July 27, 2024

INDIA TAAZA KHABAR

SABSE BADA NEWS

A Curious Phrase To Remember A Lesson Never To Be Forgotten

3 min read
A Curious Phrase To Remember A Lesson Never To Be Forgotten

Tarachand Ghanshyam Das was a Marwari Business that operated from 1791 to 1957.It enjoyed such prestige and credibility that its Hundi was negotiable through multiple offices and accepted by moneylenders and traders across the country.The Birla family got its start in Calcutta as sub-agents to this firm.

Bugotee Ram,the ancestor of the Poddars of Tarachand Ghanshyam Das was the treasurer or the Fotedar of the nawab of Fatehpur, Rajasthan. Their family name is a corruption of this title of Fotedar. Bugotee Ram was also a banker to the royal families of Jaipur, Bikaner, and Hyderabad. The Poddar family originally belonged to Churu in Rajasthan. When the local thakur imposed heavy tax on the wool trade, in 1791, the Poddars moved to a village in the domain of Raja of Sikar and named it Ramgarh.

So why did this business die?

As time passed and new generations took over,none of the inheritors did an honest day’s work. They felt that it would diminish their status if they were seen sitting on the gaddi in Calcutta’s Burra Bazaar. A gaddi is literally a large mattress covered with chandni ie white cloth, where the Seth, or merchant sat in the morning after his daily puja. Beside him sat his Munim, bookkeeper and trusted adviser. Gaddi in time came to mean a firm’s office and even the firm itself.
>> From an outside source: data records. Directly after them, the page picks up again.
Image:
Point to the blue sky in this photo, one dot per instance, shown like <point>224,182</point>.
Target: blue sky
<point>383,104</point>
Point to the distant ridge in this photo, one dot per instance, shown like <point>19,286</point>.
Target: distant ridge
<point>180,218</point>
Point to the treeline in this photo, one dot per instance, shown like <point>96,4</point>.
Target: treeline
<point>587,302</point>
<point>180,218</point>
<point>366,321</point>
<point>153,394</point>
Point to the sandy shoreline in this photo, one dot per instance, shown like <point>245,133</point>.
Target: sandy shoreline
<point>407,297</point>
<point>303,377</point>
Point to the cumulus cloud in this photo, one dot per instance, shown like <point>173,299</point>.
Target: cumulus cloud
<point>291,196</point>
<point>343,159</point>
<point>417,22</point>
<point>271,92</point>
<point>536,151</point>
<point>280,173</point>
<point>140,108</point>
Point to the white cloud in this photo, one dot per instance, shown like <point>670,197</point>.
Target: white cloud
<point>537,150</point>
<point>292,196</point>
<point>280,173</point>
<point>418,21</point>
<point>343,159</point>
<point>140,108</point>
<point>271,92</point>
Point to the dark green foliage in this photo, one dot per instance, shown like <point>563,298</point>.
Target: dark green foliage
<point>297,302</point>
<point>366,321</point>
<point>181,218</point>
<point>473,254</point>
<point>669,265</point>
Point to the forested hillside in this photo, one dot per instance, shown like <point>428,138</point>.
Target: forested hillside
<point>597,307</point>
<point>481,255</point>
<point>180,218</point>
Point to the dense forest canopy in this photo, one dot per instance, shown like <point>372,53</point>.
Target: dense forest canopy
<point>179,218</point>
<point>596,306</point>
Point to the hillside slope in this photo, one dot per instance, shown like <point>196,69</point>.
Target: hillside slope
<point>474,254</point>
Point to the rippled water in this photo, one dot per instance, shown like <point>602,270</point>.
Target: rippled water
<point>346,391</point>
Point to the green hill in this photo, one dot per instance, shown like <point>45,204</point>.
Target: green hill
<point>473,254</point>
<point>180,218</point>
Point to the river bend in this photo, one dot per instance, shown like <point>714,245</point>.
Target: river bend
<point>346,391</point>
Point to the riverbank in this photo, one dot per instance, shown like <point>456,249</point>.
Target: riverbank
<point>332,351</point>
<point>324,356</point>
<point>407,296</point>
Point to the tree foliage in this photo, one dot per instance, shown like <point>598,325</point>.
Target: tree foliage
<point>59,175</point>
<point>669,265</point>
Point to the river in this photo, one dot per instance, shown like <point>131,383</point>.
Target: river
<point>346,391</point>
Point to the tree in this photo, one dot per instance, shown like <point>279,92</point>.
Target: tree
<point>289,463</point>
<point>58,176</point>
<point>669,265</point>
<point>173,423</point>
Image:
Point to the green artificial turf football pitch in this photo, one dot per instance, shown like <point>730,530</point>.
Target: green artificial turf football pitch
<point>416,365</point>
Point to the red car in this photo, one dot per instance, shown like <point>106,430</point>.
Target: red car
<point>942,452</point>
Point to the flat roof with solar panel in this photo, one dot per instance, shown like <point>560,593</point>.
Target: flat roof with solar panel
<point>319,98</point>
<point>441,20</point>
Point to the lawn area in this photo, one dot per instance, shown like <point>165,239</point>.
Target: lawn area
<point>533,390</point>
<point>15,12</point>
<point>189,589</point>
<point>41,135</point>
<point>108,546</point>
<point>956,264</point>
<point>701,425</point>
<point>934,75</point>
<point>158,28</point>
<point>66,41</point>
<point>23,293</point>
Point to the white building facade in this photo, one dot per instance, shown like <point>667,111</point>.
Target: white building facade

When you have money for more than a hundred years in the family, the appetite to make more diminishes. When experienced and trustworthy Munims carry on the business independently and successfully, the sensible thing is to delegate and leave them alone. The Poddar Seths thus left the running of the business to Munims, who had over generations also accumulated shares in the firm and had become junior partners. When the Munims tell you that the esteem of the firm will be diminished if the Seth sits daily on the gaddi at Mullick Street, you believe them and you go away on a perpetual holiday to Mussoorie.

Sensible, one would think. This is how corporate capitalism has evolved around the world, as owners in the countries where capitalism has matured have gradually left the running of day-to-day business to professional CEOs, who like the Munims of old have become millionaires in their own right. The catch, however, is corporate governance. Even the best-managed companies have vigilant boards on which owners often sit, and to which the CEO and the professional managers are accountable. It was different in the case of the Poddar Seths, however. As they bought grand bungalows and began to behave like Bengali Zamindars, they forgot that the ‘footprint of the owner is the best fertilizer’. They ignored their function of governance and not surprisingly the business died slowly.

The above might be the tale of a storied Marwari business,but the story closer home has plenty of parallels.PP Sons was inherited by 3 brothers whose interest in their business was slighter than their interest in politics,community affairs,hockey,football,cigars,gardening in arid small towns,various charities etc.,never mind that the former was a necessity for the latter.In place of the Poddar Munims were Choundrapandi, Chandra Shekhar, Mariappan etc and walk down the roads of these small towns today and plenty of business owners ranging from hoteliers,restaurateurs, jewellers ,fruit merchants,onion traders,private bus operators and hospital chains will come forward to tell you that their business owes its start to the generosity of these Annachis. Even as PP Sons didn’t nurture business talent of the calibre of the Birlas, its record in identifying,nurturing and backing political talent is not too bad.Ditto for education.But the fact remains,that one’s own business,like one’s own family require your time and personal attention to continue to retain the ability to influence the world.Looking down on and disassociating from the culture,traditions and less glamorous aspects of your business has ruinous costs.